To complement and evolve our traditional cyber defense-in-depth approach, the DOD should employ a comprehensive DCM strategy using the six maneuvers of restrict, reduce, replicate, randomize, ruse, and redesign. Through these efforts, we will begin gradually to mature our cyber defense capabilities in line with traditional warfare areas. By doing so, we will be wisely investing in strategies that reposition the cyberspace chess board.
1. Lt. Cdr.

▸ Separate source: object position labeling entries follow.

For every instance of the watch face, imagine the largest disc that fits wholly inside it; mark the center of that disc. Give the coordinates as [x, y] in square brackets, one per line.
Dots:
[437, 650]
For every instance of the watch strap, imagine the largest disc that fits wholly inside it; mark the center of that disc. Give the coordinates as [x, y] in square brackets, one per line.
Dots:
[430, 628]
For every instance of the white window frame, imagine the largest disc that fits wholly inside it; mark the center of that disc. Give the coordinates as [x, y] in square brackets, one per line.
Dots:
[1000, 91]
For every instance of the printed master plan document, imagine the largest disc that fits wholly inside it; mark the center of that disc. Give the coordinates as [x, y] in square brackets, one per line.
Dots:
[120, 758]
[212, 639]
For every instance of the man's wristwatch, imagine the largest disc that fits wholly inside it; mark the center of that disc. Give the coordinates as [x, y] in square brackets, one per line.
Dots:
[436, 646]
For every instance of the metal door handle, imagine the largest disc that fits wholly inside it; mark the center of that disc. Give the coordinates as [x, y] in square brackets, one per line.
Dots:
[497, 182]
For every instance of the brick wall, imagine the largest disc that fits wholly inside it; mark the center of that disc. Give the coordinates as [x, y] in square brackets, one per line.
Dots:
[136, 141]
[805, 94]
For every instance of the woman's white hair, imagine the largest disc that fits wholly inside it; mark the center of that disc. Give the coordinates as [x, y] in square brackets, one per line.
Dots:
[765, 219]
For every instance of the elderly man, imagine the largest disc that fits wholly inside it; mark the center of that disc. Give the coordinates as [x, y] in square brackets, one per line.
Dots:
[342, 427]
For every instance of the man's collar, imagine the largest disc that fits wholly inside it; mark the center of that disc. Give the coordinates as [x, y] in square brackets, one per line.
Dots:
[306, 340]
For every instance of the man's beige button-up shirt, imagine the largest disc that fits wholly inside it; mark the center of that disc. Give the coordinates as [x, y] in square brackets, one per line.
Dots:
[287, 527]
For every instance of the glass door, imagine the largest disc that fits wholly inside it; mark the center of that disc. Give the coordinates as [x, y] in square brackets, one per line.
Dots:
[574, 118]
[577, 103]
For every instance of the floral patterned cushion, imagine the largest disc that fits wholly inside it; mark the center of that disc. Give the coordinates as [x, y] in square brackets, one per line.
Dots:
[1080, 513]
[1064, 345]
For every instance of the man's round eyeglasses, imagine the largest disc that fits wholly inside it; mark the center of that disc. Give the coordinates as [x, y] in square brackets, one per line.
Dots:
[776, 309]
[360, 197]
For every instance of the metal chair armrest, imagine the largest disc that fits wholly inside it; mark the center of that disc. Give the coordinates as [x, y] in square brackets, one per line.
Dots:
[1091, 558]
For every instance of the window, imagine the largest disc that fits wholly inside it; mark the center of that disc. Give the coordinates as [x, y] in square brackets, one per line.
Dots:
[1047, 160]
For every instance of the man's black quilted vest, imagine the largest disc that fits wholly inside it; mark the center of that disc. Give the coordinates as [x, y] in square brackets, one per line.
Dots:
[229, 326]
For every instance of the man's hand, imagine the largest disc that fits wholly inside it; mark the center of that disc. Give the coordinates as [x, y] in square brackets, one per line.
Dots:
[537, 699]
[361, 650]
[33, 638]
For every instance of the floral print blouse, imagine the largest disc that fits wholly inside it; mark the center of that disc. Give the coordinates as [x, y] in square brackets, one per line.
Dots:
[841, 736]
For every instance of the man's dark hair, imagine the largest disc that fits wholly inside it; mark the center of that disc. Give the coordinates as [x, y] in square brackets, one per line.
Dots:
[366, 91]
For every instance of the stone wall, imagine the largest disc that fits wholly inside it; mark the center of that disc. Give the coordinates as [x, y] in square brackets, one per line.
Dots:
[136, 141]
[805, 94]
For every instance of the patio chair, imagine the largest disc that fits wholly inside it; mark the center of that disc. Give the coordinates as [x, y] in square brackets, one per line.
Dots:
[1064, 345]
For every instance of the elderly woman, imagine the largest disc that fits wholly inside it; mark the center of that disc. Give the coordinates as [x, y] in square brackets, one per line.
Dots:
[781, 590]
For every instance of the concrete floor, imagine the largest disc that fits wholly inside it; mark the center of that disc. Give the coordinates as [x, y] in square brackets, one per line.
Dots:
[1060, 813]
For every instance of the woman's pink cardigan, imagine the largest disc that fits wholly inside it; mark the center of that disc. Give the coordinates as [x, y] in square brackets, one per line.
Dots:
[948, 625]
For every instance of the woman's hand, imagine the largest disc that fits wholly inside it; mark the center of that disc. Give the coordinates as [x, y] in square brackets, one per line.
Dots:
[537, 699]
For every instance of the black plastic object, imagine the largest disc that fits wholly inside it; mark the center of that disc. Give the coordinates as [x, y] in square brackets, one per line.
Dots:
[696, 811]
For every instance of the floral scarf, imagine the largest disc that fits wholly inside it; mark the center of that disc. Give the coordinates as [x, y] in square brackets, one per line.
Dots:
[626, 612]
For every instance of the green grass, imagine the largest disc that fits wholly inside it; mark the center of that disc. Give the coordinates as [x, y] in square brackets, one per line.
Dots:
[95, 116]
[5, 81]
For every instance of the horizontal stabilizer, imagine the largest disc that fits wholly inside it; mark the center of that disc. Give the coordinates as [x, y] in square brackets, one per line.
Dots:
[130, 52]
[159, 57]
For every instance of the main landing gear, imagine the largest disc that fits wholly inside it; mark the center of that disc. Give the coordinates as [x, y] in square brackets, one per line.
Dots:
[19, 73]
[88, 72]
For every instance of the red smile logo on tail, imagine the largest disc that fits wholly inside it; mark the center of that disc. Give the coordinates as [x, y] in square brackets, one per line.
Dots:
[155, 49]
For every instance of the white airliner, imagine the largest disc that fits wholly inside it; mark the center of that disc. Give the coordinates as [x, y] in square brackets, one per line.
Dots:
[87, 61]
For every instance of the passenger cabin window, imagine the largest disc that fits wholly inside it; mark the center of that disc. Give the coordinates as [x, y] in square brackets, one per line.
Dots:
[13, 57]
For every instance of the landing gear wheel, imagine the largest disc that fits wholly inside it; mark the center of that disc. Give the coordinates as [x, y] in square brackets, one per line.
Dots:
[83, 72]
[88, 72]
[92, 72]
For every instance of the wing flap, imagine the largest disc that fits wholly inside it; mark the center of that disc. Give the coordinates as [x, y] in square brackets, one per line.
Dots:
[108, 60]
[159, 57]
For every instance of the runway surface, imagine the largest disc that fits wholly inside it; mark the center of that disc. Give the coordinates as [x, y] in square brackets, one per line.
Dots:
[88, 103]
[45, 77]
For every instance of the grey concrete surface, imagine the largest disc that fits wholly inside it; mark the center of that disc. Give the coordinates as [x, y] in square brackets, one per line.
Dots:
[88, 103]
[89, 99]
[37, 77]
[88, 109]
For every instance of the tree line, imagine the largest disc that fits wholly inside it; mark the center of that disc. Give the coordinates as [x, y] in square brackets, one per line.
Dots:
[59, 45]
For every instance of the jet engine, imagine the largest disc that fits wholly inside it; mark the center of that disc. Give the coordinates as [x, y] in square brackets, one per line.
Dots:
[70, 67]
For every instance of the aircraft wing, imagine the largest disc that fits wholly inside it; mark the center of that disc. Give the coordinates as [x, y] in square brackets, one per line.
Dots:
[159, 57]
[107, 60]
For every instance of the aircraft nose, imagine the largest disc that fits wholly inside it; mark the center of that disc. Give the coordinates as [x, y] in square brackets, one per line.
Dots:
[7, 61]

Paige Adams, department head, Threat Analysis and Network Forensics, Navy Cyber Defense Operations Command, personal communication with author, 20 March 2014.
2. Rob Boshonek, technical director, Navy Cyber Defense Operations Command, personal communication with author, 19 March 2014.
3. Ibid.
4. Ibid.
5. Scott Applegate, “The Principle of Maneuver in Cyber Operations,” Fourth International Conference on Cyber Conflict, C. Czosseck, R. Ottis, and K. Ziolkowski, eds. (Tallinn: NATO CCD COE Publications, 2012), 8.
6. Russ McRee, “MORPHINATOR and Cyber Maneuver As a Defense Tactic,” HollisticInfoSec blog, 18 July 2012.
7. Applegate, “The Principle of Maneuver in Cyber Operations.”
8. Lt. Cdr. Adams communication with author, 20 March 2014.
9. Ibid.
Captain Powers commands Navy Cyber Defense Operations Command and Task Force 1020, Suffolk, Virginia. He previously commanded Navy Information Operation Command, Whidbey Island, Washington. Captain Powers served on board many Navy ships, submarines, aircraft, and in shore commands around the world. A veteran of several conflicts, he holds master’s degrees in electrical engineering and national-security resource strategy.